De acordo com Saboya, o Cerrado sempre esteve renegado a segundo plano no quesito proteção ambiental. Não apenas por conta das monoculturas de soja e outros grãos, mas também porque as florestas têm prioridade. "O Cerrado sempre foi o patinho feio", critica. Mas o cenário começa a mudar por um simples e importantíssimo motivo: a água. Em média, 75% da vazão das principais bacias nacionais vêm do Cerrado, considerado o berço das águas brasileiras. Aqui, temos nascentes dos principais afluentes das bacias Amazônica, Araguaia-Tocantins e São Francisco.
"A crise hídrica que vivenciamos, principalmente em São Paulo, trouxe um importante alerta: é preciso preservar o Cerrado, nosso berço das águas. Então, hoje a questão desse bioma está mais em evidência, mas é triste pensar que a crise hídrica teve que acontecer para que as pessoas começassem a enxergar a importância do Cerrado para o país", observa Saboya.
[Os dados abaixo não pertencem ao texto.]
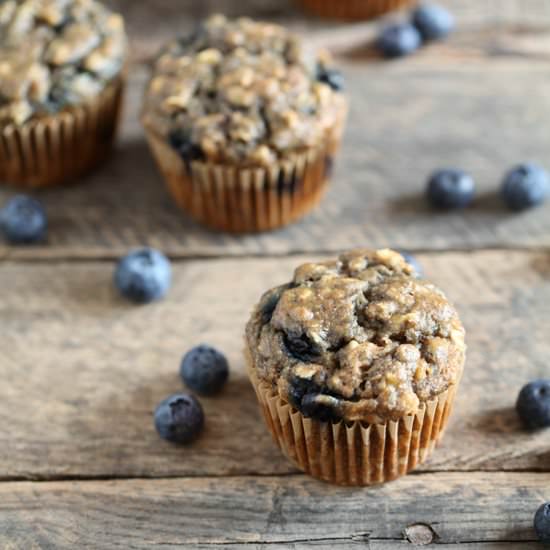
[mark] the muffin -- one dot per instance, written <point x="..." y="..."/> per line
<point x="355" y="364"/>
<point x="353" y="9"/>
<point x="61" y="80"/>
<point x="244" y="122"/>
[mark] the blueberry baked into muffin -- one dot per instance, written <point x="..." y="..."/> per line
<point x="61" y="78"/>
<point x="355" y="363"/>
<point x="244" y="122"/>
<point x="353" y="9"/>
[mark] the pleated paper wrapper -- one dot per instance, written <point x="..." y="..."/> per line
<point x="59" y="148"/>
<point x="236" y="199"/>
<point x="353" y="9"/>
<point x="353" y="453"/>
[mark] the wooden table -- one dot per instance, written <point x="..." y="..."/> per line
<point x="81" y="370"/>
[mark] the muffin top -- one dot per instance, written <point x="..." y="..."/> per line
<point x="243" y="91"/>
<point x="55" y="54"/>
<point x="359" y="338"/>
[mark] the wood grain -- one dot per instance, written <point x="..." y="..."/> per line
<point x="461" y="103"/>
<point x="82" y="371"/>
<point x="207" y="513"/>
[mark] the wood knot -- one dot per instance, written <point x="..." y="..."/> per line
<point x="420" y="534"/>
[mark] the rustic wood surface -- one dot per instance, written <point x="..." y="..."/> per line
<point x="63" y="322"/>
<point x="81" y="370"/>
<point x="272" y="510"/>
<point x="470" y="102"/>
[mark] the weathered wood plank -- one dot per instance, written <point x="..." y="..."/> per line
<point x="407" y="119"/>
<point x="82" y="371"/>
<point x="480" y="507"/>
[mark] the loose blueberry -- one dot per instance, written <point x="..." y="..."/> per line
<point x="525" y="186"/>
<point x="411" y="260"/>
<point x="204" y="370"/>
<point x="433" y="22"/>
<point x="143" y="275"/>
<point x="181" y="141"/>
<point x="179" y="418"/>
<point x="542" y="522"/>
<point x="533" y="404"/>
<point x="450" y="188"/>
<point x="332" y="77"/>
<point x="23" y="220"/>
<point x="398" y="39"/>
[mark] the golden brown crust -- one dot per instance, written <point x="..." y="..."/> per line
<point x="360" y="338"/>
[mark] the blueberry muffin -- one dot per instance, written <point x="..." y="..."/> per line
<point x="353" y="9"/>
<point x="355" y="363"/>
<point x="244" y="122"/>
<point x="61" y="78"/>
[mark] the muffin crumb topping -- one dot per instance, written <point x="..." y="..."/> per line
<point x="55" y="54"/>
<point x="359" y="338"/>
<point x="243" y="91"/>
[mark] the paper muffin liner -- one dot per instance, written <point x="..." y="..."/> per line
<point x="353" y="453"/>
<point x="61" y="147"/>
<point x="353" y="9"/>
<point x="237" y="199"/>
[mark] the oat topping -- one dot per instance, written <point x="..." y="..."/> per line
<point x="54" y="54"/>
<point x="360" y="338"/>
<point x="243" y="91"/>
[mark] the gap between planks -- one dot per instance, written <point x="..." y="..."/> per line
<point x="24" y="255"/>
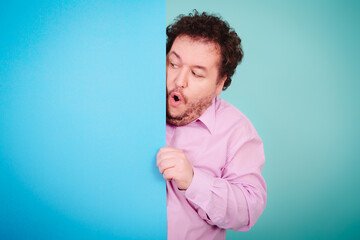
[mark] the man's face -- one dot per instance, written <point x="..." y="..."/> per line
<point x="192" y="79"/>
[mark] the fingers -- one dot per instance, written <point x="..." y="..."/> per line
<point x="165" y="164"/>
<point x="169" y="174"/>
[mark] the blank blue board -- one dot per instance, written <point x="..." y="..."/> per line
<point x="82" y="106"/>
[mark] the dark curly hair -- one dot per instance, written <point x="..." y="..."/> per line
<point x="213" y="29"/>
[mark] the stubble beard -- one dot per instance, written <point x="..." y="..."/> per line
<point x="193" y="111"/>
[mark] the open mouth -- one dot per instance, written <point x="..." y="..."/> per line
<point x="175" y="99"/>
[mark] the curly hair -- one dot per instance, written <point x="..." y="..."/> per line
<point x="210" y="28"/>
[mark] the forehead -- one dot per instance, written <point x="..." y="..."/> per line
<point x="196" y="51"/>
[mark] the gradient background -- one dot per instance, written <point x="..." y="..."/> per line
<point x="299" y="85"/>
<point x="82" y="116"/>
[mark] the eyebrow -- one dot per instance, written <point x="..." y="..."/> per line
<point x="195" y="66"/>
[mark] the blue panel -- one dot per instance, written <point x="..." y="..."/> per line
<point x="82" y="106"/>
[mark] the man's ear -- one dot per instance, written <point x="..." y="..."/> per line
<point x="220" y="85"/>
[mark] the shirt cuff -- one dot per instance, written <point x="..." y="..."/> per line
<point x="199" y="191"/>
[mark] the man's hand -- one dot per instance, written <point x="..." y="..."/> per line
<point x="173" y="164"/>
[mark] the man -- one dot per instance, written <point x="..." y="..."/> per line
<point x="213" y="156"/>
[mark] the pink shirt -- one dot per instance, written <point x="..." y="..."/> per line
<point x="227" y="191"/>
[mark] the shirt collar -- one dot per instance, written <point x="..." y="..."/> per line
<point x="208" y="117"/>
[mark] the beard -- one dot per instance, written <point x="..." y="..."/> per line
<point x="194" y="109"/>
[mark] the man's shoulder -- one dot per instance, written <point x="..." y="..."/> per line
<point x="230" y="118"/>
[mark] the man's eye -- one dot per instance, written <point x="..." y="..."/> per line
<point x="174" y="65"/>
<point x="196" y="75"/>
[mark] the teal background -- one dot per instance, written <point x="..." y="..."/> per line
<point x="82" y="116"/>
<point x="299" y="85"/>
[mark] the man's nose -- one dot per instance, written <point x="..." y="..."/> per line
<point x="182" y="79"/>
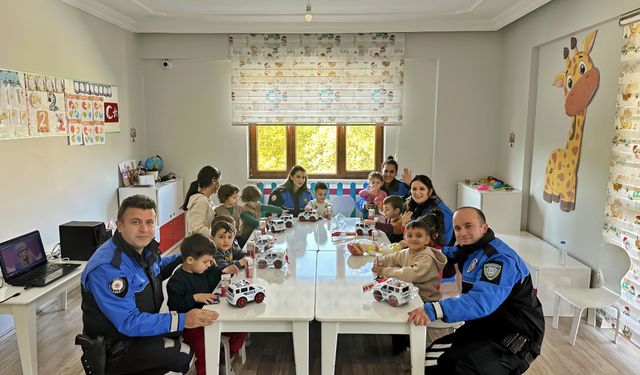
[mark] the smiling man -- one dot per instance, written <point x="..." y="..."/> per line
<point x="504" y="323"/>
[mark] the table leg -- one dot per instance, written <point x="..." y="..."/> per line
<point x="329" y="343"/>
<point x="301" y="347"/>
<point x="418" y="343"/>
<point x="212" y="347"/>
<point x="24" y="318"/>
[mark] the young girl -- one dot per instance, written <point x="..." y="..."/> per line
<point x="423" y="201"/>
<point x="294" y="194"/>
<point x="198" y="203"/>
<point x="228" y="197"/>
<point x="253" y="210"/>
<point x="190" y="287"/>
<point x="373" y="195"/>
Ele vai além: "Se não cuidarmos desse patrimônio agora, corremos o risco de extinguir não apenas o Cerrado, mas a nossa civilização. A natureza não precisa de nós, mas nós precisamos da natureza", adverte.
O Parque Nacional da Chapada dos Veadeiros surgiu em 1961 e tinha uma área de 625 mil hectares (quase dez vezes maior do que o tamanho atual). Na época, o então Parque Nacional de Tocantins foi perdendo espaço para a agricultura, a agropecuária e a própria ocupação populacional, por sua proximidade com Brasília, a nova capital. Em 1972, teve a área reduzida para 65 mil hectares e foi renomeado para Parque Nacional da Chapada dos Veadeiros.
Quase três décadas depois, em 2001, a área de proteção foi ampliada para 230 mil hectares, dando ao parque o título de Patrimônio Natural da Humanidade, concedido pela Organização das Nações Unidas para a Educação, a Ciência e a Cultura (Unesco). Dois anos depois, no entanto, advogados entraram com um mandado de segurança contra a ampliação, alegando que não haviam sido feitos os estudos necessários e as audiências públicas. O Supremo Tribunal Federal anulou o decreto presidencial que ampliava a área, e o parque teve o território novamente reduzido para 65 mil hectares.
Em 2016, há uma expectativa de que os problemas jurídicos serão superados. "Desta vez, os estudos foram minuciosos. As consultorias foram feitas com muita profundidade e ouvimos toda a sociedade que mora na Chapada dos Veadeiros. Tivemos três consultas públicas em setembro. Tudo foi feito de forma exemplar", explica Fernando Tatagiba. Ele ressalta ainda que apenas 3,5% dos territórios de Cerrado brasileiro estão protegidos de forma integral. Há outras unidades de conservação não integrais (que somam 8,21% de todo o Cerrado no país), mas permitem alguns tipos de cultura de grãos, por exemplo. "Dentro desses 8,21%, existem áreas não conservadas. E isso está bem longe da meta brasileira", alerta o chefe do Parque Nacional da Chapada dos Veadeiros.
Signatário da Convenção da Diversidade Biológica em 1992, o Brasil assinou um documento com 20 metas. Uma delas é a proteção de forma integral de 17% do Cerrado. "O ideal é ampliar o parque e fazer um plano de manejo de áreas de proteção não integral, valorizando o plantio sustentável de grãos, promovendo a transição da agricultura para a agroecologia. Há inúmeros países proibindo a soja transgênica, por que não podemos investir em soja orgânica, por exemplo? O mercado está crescendo, e isso geraria lucro para os produtores. Todo mundo sairia ganhando: os produtores, a sociedade e a natureza", finaliza Tatagiba.